GE’s third-quarter profit deteriorated more than Wall Street feared, and the company dimmed its forecast significantly. The bleak news sunk GE’s beaten-down stock as much as 6% on Friday before it recovered.
Things are so gloomy at GE that the company, which has already shrunk itself dramatically over the past decade, now plans to get rid of another $20 billion worth of businesses in the next two years to simplify its vast portfolio.
The disappointing news is deepening concerns on Wall Street that GE may have to cut its coveted dividend for the first time since the Great Recession. GE called the dividend a “priority” but didn’t rule out trimming it.
John Flannery, the new CEO, admitted during a conference call with analysts that the results are “completely unacceptable.” He said they were driven largely by “major challenges” in GE’s power division.
Flannery, who took over for longtime CEO Jeff Immelt in the summer, is expected next month to detail how he plans to cut more than $2 billion in costs, including potential layoffs. GE’s new management team has already cut perks, grounding its fleet of corporate jets and eliminating company cars for top execs. Flannery said he’s wrapping up an “exhaustive” review of GE’s business and culture. He promised there are “no sacred cows.”
The blunt talk from Flannery about the depths of GE’s problems seemed to reassure investors that the new management team is taking the matter seriously. GE’s stock recovered from its steep losses and traded flat by the afternoon.
GE’s profit tumbled 10% last quarter to $1.8 billion. After one-time adjustments, GE earned 29 cents a share, widely missing the Street’s view of 49 cents.
Profit in GE’s power division, which makes equipment and systems for utility companies, plunged 51%. The business suffered from “poor execution” that resulted in project delays, according to Jeff Bornstein, GE’s outgoing chief financial officer. GE is trying to fix the power division by cutting costs and replacing management.
One bright spot: GE said overall revenue jumped 14%, exceeding estimates.

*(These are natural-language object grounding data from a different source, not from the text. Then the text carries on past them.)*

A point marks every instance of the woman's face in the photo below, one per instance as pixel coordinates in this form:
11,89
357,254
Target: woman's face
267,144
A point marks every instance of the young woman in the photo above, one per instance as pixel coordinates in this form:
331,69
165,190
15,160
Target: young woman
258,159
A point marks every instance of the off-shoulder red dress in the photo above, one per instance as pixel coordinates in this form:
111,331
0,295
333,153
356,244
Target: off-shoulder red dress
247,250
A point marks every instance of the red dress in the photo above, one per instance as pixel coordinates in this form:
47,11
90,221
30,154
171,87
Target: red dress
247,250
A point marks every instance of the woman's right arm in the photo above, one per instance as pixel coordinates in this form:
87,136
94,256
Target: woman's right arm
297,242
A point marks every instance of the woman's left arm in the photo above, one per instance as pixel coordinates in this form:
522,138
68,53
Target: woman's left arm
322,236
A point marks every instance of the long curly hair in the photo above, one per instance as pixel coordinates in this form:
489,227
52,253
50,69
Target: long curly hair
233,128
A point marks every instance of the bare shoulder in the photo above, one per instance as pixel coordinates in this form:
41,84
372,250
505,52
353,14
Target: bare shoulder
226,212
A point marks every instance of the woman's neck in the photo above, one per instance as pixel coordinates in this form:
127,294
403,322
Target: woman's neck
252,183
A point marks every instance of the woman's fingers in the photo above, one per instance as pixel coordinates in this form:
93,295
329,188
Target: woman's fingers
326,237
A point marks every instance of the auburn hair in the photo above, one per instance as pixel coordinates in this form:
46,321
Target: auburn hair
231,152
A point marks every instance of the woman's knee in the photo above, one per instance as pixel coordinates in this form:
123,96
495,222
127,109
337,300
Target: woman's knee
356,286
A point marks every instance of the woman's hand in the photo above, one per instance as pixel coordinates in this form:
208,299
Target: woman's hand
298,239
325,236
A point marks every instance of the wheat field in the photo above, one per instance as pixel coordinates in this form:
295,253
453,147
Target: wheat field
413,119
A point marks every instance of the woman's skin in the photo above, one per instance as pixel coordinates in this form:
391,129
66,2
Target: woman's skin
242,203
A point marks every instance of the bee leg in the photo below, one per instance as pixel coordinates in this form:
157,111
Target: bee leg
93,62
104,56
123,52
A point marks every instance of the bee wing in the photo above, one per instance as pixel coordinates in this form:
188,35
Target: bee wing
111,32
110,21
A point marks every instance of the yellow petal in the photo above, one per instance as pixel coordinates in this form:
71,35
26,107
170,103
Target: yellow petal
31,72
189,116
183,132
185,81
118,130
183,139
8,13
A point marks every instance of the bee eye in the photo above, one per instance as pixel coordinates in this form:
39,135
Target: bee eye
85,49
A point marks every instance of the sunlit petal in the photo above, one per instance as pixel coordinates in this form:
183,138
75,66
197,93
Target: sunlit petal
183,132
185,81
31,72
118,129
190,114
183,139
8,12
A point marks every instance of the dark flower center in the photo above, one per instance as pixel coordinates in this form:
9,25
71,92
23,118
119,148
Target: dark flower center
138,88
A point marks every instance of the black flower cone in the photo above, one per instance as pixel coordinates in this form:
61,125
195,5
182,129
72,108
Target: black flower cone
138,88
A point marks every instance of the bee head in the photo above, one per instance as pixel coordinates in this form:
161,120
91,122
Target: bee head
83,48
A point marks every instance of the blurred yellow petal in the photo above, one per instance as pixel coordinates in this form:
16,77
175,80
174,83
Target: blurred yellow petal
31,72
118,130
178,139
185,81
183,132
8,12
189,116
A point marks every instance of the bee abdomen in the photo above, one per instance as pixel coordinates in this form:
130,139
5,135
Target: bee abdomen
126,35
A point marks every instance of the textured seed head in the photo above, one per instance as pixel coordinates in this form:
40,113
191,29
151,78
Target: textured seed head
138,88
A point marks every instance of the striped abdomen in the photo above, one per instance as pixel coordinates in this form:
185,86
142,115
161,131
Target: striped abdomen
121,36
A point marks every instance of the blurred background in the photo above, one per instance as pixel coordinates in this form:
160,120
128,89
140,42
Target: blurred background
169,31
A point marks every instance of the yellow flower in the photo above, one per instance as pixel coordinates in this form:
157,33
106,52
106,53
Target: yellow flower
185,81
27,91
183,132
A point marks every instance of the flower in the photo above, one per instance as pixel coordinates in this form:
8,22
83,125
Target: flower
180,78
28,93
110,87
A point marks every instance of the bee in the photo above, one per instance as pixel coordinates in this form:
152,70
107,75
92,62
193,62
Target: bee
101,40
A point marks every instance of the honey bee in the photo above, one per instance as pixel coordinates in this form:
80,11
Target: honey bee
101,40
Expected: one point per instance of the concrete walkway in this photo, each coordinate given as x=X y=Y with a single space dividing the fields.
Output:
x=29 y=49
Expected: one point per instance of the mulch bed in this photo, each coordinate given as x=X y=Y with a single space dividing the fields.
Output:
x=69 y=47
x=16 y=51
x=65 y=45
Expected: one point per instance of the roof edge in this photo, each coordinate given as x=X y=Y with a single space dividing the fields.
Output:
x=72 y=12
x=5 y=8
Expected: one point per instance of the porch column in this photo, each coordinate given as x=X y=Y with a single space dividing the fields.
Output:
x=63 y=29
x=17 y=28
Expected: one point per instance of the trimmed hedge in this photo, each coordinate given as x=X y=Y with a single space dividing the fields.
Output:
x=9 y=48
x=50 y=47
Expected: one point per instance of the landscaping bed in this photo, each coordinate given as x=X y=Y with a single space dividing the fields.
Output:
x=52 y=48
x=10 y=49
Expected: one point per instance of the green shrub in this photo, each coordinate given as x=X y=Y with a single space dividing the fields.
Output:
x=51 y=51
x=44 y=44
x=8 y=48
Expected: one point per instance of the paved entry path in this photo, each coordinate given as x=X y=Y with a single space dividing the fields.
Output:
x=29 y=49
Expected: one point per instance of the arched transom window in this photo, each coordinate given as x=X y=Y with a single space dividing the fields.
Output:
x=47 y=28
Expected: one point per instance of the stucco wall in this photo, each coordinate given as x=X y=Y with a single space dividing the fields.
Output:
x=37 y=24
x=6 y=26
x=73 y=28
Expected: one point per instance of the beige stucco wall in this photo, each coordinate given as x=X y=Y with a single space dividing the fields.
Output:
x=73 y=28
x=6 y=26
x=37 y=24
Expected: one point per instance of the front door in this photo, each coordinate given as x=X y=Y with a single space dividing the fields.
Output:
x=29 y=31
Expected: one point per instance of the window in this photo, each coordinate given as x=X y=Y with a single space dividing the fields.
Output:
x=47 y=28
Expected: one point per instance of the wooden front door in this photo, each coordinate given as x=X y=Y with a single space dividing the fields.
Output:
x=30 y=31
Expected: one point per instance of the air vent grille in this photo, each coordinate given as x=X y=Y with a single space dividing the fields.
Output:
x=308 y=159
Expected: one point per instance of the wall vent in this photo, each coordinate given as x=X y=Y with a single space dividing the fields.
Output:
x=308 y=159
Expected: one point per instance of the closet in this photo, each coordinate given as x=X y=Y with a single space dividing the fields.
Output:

But GE downgraded its 2017 earnings forecast by more than shareholders had been anticipating. GE also warned that its biggest problem — shrinking free cash flow — will get worse before it gets better. This key measure of financial strength has declined six straight years and GE expects that alarming trend to continue until for now.
“We can, we will and we must improve the cash flow,” Flannery said.
GE’s stock is down 25% this year, easily the worst performer in the Dow. The Dow itself is up nearly 18% this year, and its leaders, Boeing and Caterpillar, have soared 68% and 41%, respectively.
Still, Flannery insisted GE has “significant upside” because he’s “highly confident” the company will turn around its business.